Exemplary math lessons occur in edifices ranging from brand new to over a century old.  Their windows face cornfields, boarded up storefronts, McMansion developments, and bucolic campus estates.  Although the neighborhoods, economic resources, and standardized test scores vary, these schools are bound by exceptional communities, which produce the elusive educational outcome:  Potential Realized.

I have much to learn about successful academic institutions, but ten years as an elementary mathematics teacher trainer has given me the opportunity to work with over 300 public, private, rural, urban, and suburban schools.  I’ve learned that educational ideology varies greatly from institution to institution, but maximizing each of its students’ academic potential seems to be a universal goal, even if the priorities, philosophies, and methodologies to attain it differ.

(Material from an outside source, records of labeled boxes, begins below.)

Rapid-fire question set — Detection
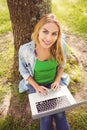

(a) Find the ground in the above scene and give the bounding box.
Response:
[66,34,87,100]
[0,33,87,116]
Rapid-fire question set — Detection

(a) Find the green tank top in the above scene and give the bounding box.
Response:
[34,58,59,84]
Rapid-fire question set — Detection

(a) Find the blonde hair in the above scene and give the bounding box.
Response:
[31,13,64,65]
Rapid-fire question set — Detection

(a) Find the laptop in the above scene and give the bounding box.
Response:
[28,86,87,119]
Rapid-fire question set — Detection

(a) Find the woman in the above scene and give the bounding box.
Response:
[19,14,69,130]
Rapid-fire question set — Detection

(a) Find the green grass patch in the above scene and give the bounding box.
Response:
[52,0,87,40]
[68,105,87,130]
[0,115,39,130]
[0,0,12,35]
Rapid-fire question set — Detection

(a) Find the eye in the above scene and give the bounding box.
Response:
[43,30,48,34]
[52,32,58,36]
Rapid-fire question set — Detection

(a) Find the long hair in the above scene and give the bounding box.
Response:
[31,13,64,65]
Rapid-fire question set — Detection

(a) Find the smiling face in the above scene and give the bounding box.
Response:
[38,22,58,49]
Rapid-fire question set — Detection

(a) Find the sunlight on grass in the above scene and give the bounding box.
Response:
[52,0,87,40]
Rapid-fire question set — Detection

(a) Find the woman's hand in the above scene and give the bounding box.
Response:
[51,81,61,91]
[35,85,49,95]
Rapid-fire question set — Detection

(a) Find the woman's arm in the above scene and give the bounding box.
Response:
[27,76,48,95]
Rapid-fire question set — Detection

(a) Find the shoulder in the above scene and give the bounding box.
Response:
[19,41,35,53]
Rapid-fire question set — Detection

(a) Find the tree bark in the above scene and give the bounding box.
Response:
[7,0,51,80]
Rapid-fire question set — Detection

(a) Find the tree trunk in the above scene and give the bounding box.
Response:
[7,0,51,80]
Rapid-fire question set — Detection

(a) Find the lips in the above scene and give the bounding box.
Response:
[43,41,51,45]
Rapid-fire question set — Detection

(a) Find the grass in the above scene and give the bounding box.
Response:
[52,0,87,40]
[0,0,87,130]
[0,0,11,35]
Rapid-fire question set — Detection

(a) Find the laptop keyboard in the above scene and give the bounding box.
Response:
[36,96,70,113]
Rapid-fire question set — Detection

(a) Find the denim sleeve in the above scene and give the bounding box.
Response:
[19,46,30,80]
[60,34,67,68]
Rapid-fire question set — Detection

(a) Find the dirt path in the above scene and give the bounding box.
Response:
[66,34,87,100]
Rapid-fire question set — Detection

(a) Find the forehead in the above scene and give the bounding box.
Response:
[41,22,59,32]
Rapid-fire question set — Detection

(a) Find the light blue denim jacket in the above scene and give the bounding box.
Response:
[19,34,69,93]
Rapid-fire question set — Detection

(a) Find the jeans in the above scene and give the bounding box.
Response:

Working inside a spectrum of schools has shaped my educational philosophies and – because of the profession’s plasticity – I assume they will continue evolving for as long as I’m teaching students and/or training teachers.  For now, my experiences have led me to conclude:  Great mathematics teaching and learning can take place in most American classrooms, because the nature of the subject is less dependent on economic resources and more reliant on school size, school culture, teacher training, and parenting.

Vast libraries bolster Language Arts and Social Studies, but provide little advantage when learning math.  Superior Science instruction requires laboratories and sophisticated equipment, but pencils, paper, and a few simple manipulatives are more than adequate for meaningful math lessons.  Up-to-date technology enhances most subjects, but often restricts Math instruction (see The Reality of Interactive White Boards).

Human brains, which are abundant in every American classroom, are the central resource of great mathematics instruction and learning.  The challenge facing all schools is how to best develop its latent power.  Doing so is both exciting and necessary.  If cultivated well, mathematics education can be a catalyst for narrowing the achievement gap and in turn creating a more enlightened citizenry and just society.